In high-performance storage, connectivity, and processing-intensive applications, people are always looking to free up processor cores to improve overall performance. Intel introduced the DSA data stream accelerator, which can transfer data from I/O-attached devices such as CPU cache and DDR memory. The goal is to provide higher overall system performance for data transfer and transformation operations, freeing up CPU cycles for other more advanced functions. According to the data given by Intel, in the virtual switch application of OpenvSwitch, the CPU usage is reduced by 39%, and the data transfer performance is improved by 2.5 times.
Can the strongest replace the GPU?
As we all know, today's server market is no longer dominated by CPUs. Whether it is speech recognition or image processing, the artificial intelligence computing power brought by the GPU permeates every scene. The GPU is the primary hardware device for any deep learning alchemist. In Intel's description of SapphireRapids, it says its AI performance is 30 times higher than the previous-generation IceLake chip. Can such a big boost replace the GPU?

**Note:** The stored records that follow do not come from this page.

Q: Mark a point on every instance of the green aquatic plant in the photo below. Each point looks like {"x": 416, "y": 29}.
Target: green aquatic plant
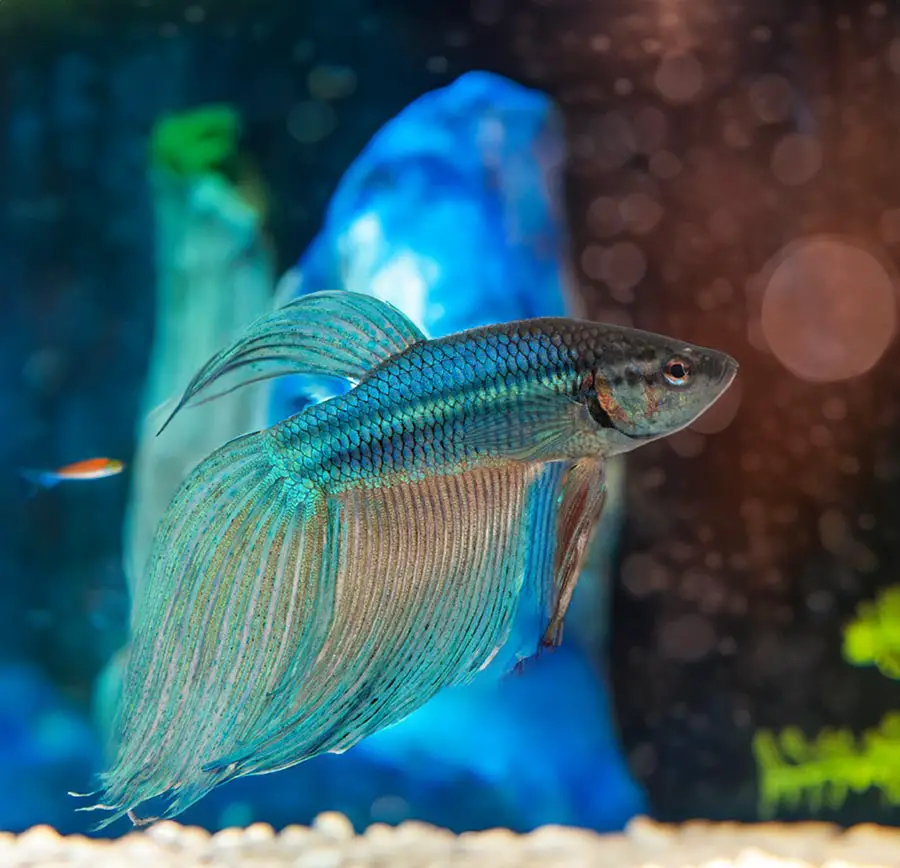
{"x": 873, "y": 636}
{"x": 200, "y": 141}
{"x": 824, "y": 770}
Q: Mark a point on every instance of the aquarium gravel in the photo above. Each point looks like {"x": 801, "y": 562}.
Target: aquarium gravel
{"x": 331, "y": 843}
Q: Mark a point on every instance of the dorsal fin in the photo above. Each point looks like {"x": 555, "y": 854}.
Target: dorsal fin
{"x": 332, "y": 334}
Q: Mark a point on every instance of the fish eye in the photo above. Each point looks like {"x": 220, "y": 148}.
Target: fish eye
{"x": 677, "y": 371}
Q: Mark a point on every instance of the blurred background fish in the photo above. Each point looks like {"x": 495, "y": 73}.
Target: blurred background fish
{"x": 77, "y": 471}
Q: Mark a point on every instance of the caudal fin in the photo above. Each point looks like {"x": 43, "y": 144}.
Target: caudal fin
{"x": 228, "y": 604}
{"x": 325, "y": 334}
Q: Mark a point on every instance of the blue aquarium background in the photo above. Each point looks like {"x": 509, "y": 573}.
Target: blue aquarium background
{"x": 172, "y": 170}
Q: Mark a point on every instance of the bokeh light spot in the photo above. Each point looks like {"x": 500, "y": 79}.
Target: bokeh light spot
{"x": 679, "y": 78}
{"x": 828, "y": 309}
{"x": 796, "y": 159}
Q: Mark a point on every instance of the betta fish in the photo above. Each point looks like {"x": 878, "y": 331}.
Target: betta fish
{"x": 317, "y": 581}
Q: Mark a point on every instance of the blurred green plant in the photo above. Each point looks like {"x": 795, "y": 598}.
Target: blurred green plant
{"x": 197, "y": 142}
{"x": 824, "y": 770}
{"x": 873, "y": 636}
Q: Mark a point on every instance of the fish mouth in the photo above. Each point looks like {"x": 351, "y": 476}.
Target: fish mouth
{"x": 729, "y": 372}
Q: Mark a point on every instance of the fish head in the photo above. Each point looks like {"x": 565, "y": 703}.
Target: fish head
{"x": 643, "y": 386}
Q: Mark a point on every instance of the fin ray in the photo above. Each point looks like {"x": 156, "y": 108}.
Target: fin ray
{"x": 581, "y": 503}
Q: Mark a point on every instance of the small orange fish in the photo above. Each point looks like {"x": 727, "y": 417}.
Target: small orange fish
{"x": 91, "y": 468}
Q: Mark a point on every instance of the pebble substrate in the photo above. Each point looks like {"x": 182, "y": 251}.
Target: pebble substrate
{"x": 331, "y": 843}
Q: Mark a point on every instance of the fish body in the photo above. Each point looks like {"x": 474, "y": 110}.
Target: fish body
{"x": 79, "y": 471}
{"x": 315, "y": 582}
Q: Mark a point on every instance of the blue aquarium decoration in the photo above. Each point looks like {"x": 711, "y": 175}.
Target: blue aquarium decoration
{"x": 453, "y": 213}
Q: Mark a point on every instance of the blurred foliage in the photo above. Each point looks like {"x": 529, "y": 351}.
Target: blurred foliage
{"x": 824, "y": 770}
{"x": 197, "y": 142}
{"x": 873, "y": 637}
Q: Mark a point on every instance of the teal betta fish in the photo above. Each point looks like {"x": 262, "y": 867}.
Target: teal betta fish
{"x": 315, "y": 582}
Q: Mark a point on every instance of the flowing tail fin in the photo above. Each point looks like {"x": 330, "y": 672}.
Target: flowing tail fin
{"x": 326, "y": 334}
{"x": 231, "y": 601}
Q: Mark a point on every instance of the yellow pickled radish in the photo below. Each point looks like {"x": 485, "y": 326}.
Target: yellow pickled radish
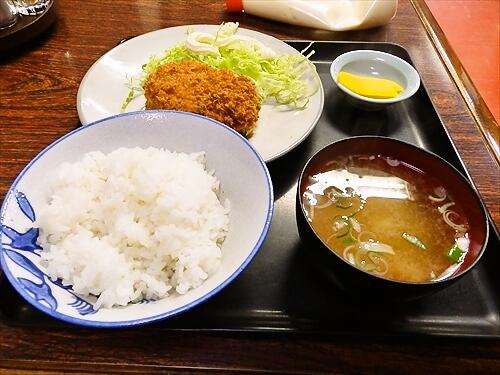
{"x": 371, "y": 87}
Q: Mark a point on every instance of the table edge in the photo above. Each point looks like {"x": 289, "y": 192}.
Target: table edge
{"x": 480, "y": 112}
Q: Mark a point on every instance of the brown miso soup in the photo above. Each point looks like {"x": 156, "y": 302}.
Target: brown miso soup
{"x": 387, "y": 218}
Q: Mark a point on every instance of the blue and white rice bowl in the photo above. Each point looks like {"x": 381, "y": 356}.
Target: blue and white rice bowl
{"x": 244, "y": 180}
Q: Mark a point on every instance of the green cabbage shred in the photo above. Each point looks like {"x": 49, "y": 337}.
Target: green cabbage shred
{"x": 280, "y": 78}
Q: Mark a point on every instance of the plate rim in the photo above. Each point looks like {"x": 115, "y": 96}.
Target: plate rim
{"x": 85, "y": 121}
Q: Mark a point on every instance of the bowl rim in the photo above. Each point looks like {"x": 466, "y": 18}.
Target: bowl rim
{"x": 171, "y": 313}
{"x": 411, "y": 74}
{"x": 445, "y": 164}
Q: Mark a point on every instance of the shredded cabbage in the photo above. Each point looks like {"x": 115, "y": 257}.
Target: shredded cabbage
{"x": 282, "y": 78}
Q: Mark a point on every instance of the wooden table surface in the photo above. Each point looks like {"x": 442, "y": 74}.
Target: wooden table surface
{"x": 38, "y": 86}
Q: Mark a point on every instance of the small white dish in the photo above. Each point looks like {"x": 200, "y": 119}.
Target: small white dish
{"x": 380, "y": 65}
{"x": 235, "y": 162}
{"x": 104, "y": 88}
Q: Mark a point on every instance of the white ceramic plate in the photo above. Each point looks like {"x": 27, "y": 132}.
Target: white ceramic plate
{"x": 104, "y": 88}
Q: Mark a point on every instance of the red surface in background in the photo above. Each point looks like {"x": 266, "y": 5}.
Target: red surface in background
{"x": 473, "y": 29}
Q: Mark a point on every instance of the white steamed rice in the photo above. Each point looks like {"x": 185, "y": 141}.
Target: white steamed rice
{"x": 133, "y": 224}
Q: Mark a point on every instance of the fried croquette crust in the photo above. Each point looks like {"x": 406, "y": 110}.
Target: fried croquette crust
{"x": 196, "y": 87}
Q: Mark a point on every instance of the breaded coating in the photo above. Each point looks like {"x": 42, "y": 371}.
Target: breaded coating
{"x": 196, "y": 87}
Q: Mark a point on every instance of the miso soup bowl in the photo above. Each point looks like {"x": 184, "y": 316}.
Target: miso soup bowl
{"x": 352, "y": 279}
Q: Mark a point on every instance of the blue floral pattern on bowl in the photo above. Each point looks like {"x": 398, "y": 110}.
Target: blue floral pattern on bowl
{"x": 184, "y": 132}
{"x": 26, "y": 242}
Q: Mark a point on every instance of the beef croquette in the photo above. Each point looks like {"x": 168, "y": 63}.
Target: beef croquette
{"x": 196, "y": 87}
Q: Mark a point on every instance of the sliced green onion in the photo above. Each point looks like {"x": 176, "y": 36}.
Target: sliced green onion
{"x": 341, "y": 226}
{"x": 414, "y": 240}
{"x": 348, "y": 240}
{"x": 455, "y": 253}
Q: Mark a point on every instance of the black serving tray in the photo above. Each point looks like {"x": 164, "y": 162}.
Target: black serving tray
{"x": 281, "y": 291}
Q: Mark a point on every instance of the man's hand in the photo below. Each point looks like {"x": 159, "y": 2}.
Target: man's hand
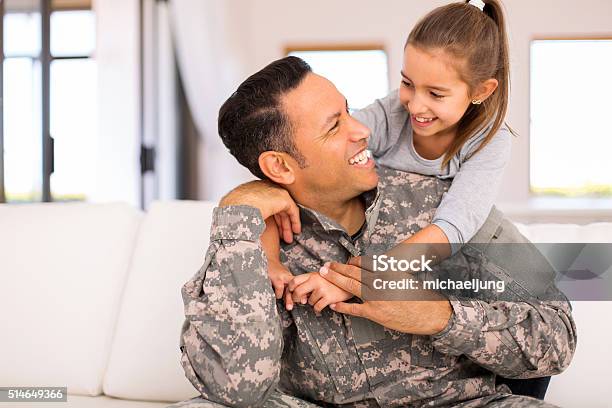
{"x": 424, "y": 317}
{"x": 271, "y": 200}
{"x": 318, "y": 292}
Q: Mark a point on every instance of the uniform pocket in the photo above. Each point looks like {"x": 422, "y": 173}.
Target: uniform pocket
{"x": 423, "y": 354}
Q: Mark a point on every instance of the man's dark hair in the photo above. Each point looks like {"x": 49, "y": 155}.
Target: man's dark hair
{"x": 253, "y": 120}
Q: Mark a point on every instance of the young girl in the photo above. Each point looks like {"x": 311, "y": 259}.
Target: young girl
{"x": 446, "y": 120}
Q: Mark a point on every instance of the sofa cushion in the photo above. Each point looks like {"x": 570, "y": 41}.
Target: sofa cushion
{"x": 145, "y": 357}
{"x": 63, "y": 268}
{"x": 582, "y": 383}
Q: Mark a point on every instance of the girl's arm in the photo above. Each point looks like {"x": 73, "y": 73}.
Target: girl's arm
{"x": 468, "y": 202}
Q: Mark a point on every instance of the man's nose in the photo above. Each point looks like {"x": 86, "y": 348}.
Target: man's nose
{"x": 358, "y": 131}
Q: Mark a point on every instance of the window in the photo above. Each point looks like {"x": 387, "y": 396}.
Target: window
{"x": 36, "y": 168}
{"x": 570, "y": 137}
{"x": 360, "y": 73}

The comparison object provided by Intel for SapphireRapids is NVIDIA's A30GPU. In the image classification inference of ResNet-50v1.5, the output speed of a single A30 is 15411 images per second, while the output speed of two SapphireRapids is 24000 images per second. This figure seems to have a big advantage, even close to 29,855 A100 GPUs per second, but the high-end Sapphirapids model (40+ cores) was used in the test, and the power consumption and price are far more than the A30.
Therefore, at this stage, servers still using heavy AI workloads will not be migrated from existing GPU or ASIC architectures. However, Sapphirrapids themselves are not just special products for AI. The reason why x86 CPUs strive to improve artificial intelligence performance is also for the increasingly common light artificial intelligence scenarios such as the combination of general computing and artificial intelligence.
summary
Taking back AMD's market share won't be easy, and Intel is no longer facing the duopoly situation at the beginning of this century. Sapphirapids can be said to be the first server product after changing coaches, processes and architectures. If not a blockbuster, many customers may be taken away by AMD's more cost-effective Zen4D and Zen5 in the future. Faced with the challenges of artificial intelligence such as Arm, RISC-V, GPU, and ASIC, if Intel still wants to maintain the dominance of x86, he must also speed up the development of its own xe server GPU and continue to expand the ecosystem of artificial intelligence accelerators under x86.